LKML Archive on lore.kernel.org
 help / color / Atom feed
From: Andrea Arcangeli <aarcange@redhat.com>
To: Daniel Colascione <dancol@google.com>
Cc: Peter Xu <peterx@redhat.com>, Jann Horn <jannh@google.com>,
	Kees Cook <keescook@chromium.org>,
	Tim Murray <timmurray@google.com>,
	Nosh Minwalla <nosh@google.com>, Nick Kralevich <nnk@google.com>,
	Lokesh Gidra <lokeshgidra@google.com>,
	kernel list <linux-kernel@vger.kernel.org>,
	Linux API <linux-api@vger.kernel.org>,
	SElinux list <selinux@vger.kernel.org>,
	Mike Rapoport <rppt@linux.ibm.com>,
	linux-security-module <linux-security-module@vger.kernel.org>
Subject: Re: [PATCH v2 0/6] Harden userfaultfd
Date: Wed, 12 Feb 2020 18:41:19 -0500
Message-ID: <20200212234119.GB29809@redhat.com> (raw)
In-Reply-To: <CAKOZuevusieaKCt5r-jnQ5ArGfw5Otszq2CAcrqFi6MYxkKwtA@mail.gmail.com>

Hi Daniel,

On Wed, Feb 12, 2020 at 12:04:39PM -0800, Daniel Colascione wrote:
> We don't pass pointers to the heap into system calls. (Big primitive
> arrays, ByteBuffer, etc. are allocated off the regular heap.)
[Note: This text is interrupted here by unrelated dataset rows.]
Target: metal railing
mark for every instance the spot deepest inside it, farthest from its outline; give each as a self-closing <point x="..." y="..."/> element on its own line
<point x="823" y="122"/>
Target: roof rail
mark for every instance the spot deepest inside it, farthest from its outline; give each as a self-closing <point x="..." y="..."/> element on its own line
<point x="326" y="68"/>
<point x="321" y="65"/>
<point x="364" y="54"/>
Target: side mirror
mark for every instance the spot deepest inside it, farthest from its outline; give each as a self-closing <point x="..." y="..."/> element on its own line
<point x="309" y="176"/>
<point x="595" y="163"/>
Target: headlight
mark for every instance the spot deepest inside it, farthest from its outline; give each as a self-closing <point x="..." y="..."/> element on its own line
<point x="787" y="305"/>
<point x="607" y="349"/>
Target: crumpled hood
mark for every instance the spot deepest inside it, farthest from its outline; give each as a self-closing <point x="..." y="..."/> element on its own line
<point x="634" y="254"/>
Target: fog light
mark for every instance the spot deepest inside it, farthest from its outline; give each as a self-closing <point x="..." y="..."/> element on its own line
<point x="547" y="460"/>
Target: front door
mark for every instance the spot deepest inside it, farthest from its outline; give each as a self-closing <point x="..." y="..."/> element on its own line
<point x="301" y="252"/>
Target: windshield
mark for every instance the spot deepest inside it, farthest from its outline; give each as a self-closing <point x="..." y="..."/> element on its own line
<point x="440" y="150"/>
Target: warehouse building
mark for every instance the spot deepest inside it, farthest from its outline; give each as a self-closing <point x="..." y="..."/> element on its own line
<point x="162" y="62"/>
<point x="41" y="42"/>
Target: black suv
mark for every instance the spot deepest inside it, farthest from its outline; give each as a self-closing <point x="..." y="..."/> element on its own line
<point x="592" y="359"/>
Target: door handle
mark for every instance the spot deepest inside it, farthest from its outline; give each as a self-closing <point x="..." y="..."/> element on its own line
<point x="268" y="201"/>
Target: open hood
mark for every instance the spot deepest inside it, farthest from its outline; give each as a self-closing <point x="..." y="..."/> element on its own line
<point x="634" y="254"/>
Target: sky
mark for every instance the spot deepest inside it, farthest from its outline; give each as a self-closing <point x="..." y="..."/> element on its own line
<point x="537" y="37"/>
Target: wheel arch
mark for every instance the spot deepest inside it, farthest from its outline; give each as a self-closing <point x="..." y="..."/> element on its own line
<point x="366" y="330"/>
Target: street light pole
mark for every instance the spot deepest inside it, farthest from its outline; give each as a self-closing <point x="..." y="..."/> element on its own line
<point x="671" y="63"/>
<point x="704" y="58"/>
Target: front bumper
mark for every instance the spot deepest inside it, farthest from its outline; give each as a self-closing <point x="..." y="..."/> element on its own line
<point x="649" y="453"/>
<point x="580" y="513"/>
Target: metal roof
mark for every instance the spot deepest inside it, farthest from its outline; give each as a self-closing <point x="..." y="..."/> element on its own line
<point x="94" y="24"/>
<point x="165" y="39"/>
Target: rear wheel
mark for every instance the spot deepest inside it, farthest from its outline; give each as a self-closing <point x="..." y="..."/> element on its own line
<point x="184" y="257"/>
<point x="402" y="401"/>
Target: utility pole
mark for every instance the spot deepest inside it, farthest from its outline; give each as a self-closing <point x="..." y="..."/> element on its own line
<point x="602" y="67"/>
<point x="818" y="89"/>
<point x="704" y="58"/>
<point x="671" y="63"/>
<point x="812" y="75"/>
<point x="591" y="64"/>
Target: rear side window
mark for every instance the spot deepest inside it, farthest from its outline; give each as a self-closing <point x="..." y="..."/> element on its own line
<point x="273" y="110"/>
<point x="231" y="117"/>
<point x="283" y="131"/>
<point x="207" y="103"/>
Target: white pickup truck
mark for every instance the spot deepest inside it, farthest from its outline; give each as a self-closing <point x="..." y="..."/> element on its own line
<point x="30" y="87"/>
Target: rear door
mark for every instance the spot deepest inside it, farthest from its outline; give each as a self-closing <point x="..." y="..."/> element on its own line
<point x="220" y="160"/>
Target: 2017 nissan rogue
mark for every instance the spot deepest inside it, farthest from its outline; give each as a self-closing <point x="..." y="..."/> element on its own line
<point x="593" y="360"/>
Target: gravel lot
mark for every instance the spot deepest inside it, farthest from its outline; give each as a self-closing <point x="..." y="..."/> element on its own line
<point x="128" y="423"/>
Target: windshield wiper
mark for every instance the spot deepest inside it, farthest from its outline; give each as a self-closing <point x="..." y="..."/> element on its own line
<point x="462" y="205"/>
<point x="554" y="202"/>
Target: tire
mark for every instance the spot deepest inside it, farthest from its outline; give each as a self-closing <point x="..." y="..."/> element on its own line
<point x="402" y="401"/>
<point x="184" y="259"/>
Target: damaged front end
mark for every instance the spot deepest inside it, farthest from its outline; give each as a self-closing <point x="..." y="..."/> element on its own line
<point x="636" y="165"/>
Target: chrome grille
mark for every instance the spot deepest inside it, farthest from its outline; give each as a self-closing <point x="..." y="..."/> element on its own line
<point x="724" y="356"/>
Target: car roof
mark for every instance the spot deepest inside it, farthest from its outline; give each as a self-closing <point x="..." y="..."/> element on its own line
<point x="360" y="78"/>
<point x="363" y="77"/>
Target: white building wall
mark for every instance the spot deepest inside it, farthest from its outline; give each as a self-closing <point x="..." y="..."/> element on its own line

That sounds pretty restrictive, I wonder what you gain by enforcing
that invariant or if it just happened incidentally for some other
reason?  Do you need to copy that memory every time if you need to do
I/O on it? Are you sure this won't need to change any time soon to
increase performance?

> I don't understand what you mean. The purpose of preventing UFFD from
> handling kernel faults is exploit mitigation.

That part was clear. What wasn't clear is what the new feature
does exactly and what it blocks, because it's all about blocking or
how does it make things more secure?

> The key requirement here is the ability to prevent unprivileged
> processes from using UFFD to widen kernel exploit windows by
> preventing UFFD from taking kernel faults. Forcing unprivileged
> processes to use UFFD only with UFFD_FEATURE_SIGBUS would satisfy this
> requirement, but it's much less flexible and unnecessarily couples two
> features.

I mentioned it in case you could use something like that model.

> > On the other end I'm also planning a mremap_vma_merge userland syscall
> > that will merge fragmented vmas.
> 
> This is probably a separate discussion, but does that operation really
> need to be a system call? Historically, userspace has operated mostly

mremap_vma_merge was not intended as a system call, if implemented as
a system call it wouldn't use uffd.

> on page ranges and not VMAs per se, and the kernel has been free to

Userland doesn't need to know anything.. unless it wants to optimize.

The userland can know full well if it does certain mremap operations
and puts its ranges virtually contiguous in a non linear way, so that
the kernel cannot merge the vmas.

> merge and split VMAs as needed for its internal purposes. This
> approach has serious negative side effects (like making munmap
> fallible: see [1]), but it is what it is.
> 
> [1] https://lore.kernel.org/linux-mm/CAKOZuetOD6MkGPVvYFLj5RXh200FaDyu3sQqZviVRhTFFS3fjA@mail.gmail.com/

The fact it's fallible is a secondary concern here. Even if you make
it unlimited, if it grows it slowdown everything and also prevents THP
to be collapsed. Even the scalability of the mmap_sem worsens.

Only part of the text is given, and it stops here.